2025.11

My recent preoccupation lingers on the ambivalent feelings that arise while recording. Recording always entails the time it takes to renew it. For instance, a photograph recording an event, text recording the photograph, paper printed with the text, scribbles placed upon the paper—things like these. Between them lie not only measurable time, but also falsehoods, misunderstandings, emotions, and impossible events. They prove what is true while simultaneously proclaiming that truth is something that cannot actually be realized.

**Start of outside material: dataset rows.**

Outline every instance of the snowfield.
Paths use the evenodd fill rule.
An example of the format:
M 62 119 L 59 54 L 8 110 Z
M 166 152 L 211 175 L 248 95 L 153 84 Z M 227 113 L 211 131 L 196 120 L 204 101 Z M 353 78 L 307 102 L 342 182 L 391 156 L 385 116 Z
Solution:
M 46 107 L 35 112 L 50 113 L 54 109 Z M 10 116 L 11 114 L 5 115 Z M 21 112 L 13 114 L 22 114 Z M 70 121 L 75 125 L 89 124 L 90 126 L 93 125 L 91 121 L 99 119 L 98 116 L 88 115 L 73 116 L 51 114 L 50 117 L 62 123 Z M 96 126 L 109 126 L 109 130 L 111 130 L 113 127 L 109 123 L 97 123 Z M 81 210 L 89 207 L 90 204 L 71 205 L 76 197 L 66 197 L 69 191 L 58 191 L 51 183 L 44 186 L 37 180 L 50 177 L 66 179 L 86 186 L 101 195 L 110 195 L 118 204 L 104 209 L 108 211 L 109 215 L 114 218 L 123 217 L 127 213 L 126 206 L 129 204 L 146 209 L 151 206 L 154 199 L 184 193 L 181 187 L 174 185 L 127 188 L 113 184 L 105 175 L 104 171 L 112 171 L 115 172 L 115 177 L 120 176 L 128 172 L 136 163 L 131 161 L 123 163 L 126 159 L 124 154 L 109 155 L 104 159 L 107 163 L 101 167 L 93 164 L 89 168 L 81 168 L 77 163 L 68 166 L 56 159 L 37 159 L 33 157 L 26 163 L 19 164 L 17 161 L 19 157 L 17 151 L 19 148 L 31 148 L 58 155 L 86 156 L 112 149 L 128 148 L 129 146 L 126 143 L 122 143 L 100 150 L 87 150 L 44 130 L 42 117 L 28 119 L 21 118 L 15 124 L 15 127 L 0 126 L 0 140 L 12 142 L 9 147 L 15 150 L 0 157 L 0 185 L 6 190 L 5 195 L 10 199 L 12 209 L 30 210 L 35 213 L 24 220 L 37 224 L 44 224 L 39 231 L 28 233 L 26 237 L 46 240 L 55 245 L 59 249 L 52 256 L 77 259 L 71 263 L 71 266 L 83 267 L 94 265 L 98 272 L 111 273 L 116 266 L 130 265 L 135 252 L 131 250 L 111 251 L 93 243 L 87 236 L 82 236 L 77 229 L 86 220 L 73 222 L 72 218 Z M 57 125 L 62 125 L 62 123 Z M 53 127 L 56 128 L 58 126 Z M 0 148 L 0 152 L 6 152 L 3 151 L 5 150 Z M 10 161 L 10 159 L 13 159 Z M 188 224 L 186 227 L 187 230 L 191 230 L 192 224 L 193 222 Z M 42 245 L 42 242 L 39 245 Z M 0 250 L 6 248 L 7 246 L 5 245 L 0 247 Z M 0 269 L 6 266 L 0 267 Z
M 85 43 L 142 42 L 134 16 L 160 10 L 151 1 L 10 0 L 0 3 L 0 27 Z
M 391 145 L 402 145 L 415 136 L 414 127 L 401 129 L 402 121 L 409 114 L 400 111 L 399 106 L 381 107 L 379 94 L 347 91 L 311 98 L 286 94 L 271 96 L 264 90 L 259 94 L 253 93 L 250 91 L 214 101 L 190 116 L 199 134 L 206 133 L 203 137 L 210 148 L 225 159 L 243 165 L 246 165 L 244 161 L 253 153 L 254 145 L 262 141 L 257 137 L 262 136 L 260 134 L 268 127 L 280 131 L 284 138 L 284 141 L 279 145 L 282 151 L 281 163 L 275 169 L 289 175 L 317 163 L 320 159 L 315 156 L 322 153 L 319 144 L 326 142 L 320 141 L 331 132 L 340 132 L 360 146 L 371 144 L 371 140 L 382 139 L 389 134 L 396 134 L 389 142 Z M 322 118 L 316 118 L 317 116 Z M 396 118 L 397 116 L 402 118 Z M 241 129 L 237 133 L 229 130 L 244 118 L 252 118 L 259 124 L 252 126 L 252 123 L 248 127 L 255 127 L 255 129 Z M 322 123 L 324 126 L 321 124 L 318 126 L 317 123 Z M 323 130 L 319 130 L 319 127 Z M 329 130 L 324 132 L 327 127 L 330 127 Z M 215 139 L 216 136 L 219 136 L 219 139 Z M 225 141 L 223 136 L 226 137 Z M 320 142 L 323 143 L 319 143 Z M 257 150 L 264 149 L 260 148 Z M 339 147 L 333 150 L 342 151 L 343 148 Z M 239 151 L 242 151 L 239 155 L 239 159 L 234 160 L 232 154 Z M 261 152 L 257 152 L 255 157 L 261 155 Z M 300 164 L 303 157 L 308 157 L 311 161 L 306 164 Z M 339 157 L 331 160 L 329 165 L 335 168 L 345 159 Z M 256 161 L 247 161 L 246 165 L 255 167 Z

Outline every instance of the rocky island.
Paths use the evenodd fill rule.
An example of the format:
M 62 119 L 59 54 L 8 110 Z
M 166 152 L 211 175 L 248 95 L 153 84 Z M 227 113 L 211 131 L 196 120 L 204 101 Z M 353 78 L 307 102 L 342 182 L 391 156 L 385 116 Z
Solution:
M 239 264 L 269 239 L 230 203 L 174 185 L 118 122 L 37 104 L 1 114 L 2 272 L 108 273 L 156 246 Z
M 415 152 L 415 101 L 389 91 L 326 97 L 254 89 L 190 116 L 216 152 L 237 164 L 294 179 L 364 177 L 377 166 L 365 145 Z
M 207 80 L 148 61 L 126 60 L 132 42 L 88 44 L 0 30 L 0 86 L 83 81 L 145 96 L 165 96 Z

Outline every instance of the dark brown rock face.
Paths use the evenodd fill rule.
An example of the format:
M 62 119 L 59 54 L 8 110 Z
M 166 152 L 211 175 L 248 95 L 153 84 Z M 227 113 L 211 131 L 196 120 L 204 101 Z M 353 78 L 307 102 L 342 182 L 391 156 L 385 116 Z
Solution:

I believe that in any way, the past cannot be preserved. What we preserve is the present, which is constantly being renewed. Records and events are always in an incomplete relationship, and between them, subjective interpretation and the mind run rampant. Since private feelings are often volatile or mutable, the complete preservation of an event is impossible. Thus, looking at a photograph and longing for or reminiscing about the moment captured is a rather subtle and peculiar act. Even if that photograph is crumpled or torn. I too feel the desire to preserve certain records or photographs forever, and to exhibit them. Even if ‘it’ belongs to someone else.

'It' becomes an existence that feels like an empty shell yet carries a weighty emotion. ‘Its’ time seeks to hold the past, yet creates the present and moves toward the future. That future is again a time for recalling the past. Instead, the past recalled from the future might be less a time as an event and more a state holding the ‘possibility of a story’.